In the first month observation for a custID the customer gets a value of 'new'. Thereafter they are classified as 'good' or 'bad'. However, it is possible for a customer to revert from 'good' or 'bad' back to 'new' in the case that they open a second account. When this happens I want to tag the customer with '2' instead of '1', to indicate that they opened a second account, as shown below. How can I do this in Spark?
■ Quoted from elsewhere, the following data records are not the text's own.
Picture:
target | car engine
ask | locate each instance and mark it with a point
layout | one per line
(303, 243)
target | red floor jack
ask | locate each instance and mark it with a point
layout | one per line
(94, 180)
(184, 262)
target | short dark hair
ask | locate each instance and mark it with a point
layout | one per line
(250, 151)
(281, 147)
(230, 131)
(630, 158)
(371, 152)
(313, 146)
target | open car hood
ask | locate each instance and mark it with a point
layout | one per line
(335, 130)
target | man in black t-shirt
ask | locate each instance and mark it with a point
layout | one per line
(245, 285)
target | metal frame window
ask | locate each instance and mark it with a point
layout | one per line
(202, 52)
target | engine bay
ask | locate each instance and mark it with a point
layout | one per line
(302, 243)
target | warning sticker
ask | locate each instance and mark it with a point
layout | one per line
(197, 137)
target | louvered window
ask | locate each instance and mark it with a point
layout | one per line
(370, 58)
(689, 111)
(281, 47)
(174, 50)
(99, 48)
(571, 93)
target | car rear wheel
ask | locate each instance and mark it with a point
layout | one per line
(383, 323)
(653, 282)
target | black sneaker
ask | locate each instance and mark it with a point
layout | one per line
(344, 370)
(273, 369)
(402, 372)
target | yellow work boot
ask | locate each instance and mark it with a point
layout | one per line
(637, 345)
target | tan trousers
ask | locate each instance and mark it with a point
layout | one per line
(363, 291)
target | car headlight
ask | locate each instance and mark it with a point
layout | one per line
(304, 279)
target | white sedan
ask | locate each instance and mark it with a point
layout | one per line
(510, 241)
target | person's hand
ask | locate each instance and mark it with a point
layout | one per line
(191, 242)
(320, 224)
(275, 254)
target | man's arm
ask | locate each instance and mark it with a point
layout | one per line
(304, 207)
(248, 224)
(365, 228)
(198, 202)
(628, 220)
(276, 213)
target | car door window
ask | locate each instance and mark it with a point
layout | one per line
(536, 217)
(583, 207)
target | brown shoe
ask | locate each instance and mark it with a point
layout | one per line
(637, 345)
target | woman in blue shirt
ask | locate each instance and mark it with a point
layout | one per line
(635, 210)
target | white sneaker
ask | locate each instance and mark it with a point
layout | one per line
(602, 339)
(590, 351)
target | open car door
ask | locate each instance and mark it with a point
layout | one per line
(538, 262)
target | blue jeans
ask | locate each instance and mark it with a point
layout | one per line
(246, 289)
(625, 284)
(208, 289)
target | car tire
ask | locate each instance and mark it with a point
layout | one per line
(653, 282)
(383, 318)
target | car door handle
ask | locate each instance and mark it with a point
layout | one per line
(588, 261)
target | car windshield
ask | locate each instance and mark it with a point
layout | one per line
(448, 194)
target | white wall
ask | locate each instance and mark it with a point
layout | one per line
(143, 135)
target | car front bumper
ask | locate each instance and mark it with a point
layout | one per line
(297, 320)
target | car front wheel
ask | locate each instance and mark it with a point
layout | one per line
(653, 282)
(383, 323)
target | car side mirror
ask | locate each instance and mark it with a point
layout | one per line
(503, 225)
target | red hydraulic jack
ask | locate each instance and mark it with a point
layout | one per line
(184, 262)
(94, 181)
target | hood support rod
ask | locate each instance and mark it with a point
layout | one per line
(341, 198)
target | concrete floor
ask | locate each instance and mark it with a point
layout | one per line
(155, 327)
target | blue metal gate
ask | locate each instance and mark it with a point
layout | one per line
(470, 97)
Either SparkR or PySpark commands work.

#What I want to get 
custID|  date     | value | tag
--------------------------------
001   | 2017-02-01| new   | 1
001   | 2017-03-01| good  | 1
001   | 2017-04-01| good  | 1
002   | 2017-01-01| new   | 1
002   | 2017-02-01| good  | 1
002   | 2017-03-01| new   | 2
002   | 2017-04-01| bad   | 2

Solution

  • In pyspark:

    from pyspark.sql import functions as f
    
    spark = SparkSession.builder.getOrCreate()
    
    # df is equal to your customers dataframe
    df = spark.read.load('file:///home/zht/PycharmProjects/test/text_file.txt', format='csv', header=True, sep='|').cache()
    
    df_new = df.filter(df['value'] == 'new').withColumn('tag', f.rank().over(Window.partitionBy('custID').orderBy('date')))
    df = df_new.union(df.filter(df['value'] != 'new').withColumn('tag', f.lit(None)))
    df = df.withColumn('tag', f.collect_list('tag').over(Window.partitionBy('custID').orderBy('date'))) \
        .withColumn('tag', f.UserDefinedFunction(lambda x: x.pop(), IntegerType())('tag'))
    
    df.show()
    

    And output:

    +------+----------+-----+---+                                                   
    |custID|      date|value|tag|
    +------+----------+-----+---+
    |   001|2017-02-01|  new|  1|
    |   001|2017-03-01| good|  1|
    |   001|2017-04-01| good|  1|
    |   002|2017-01-01|  new|  1|
    |   002|2017-02-01| good|  1|
    |   002|2017-03-01|  new|  2|
    |   002|2017-04-01|  bad|  2|
    +------+----------+-----+---+
    

    By the way, pandas can do that easy.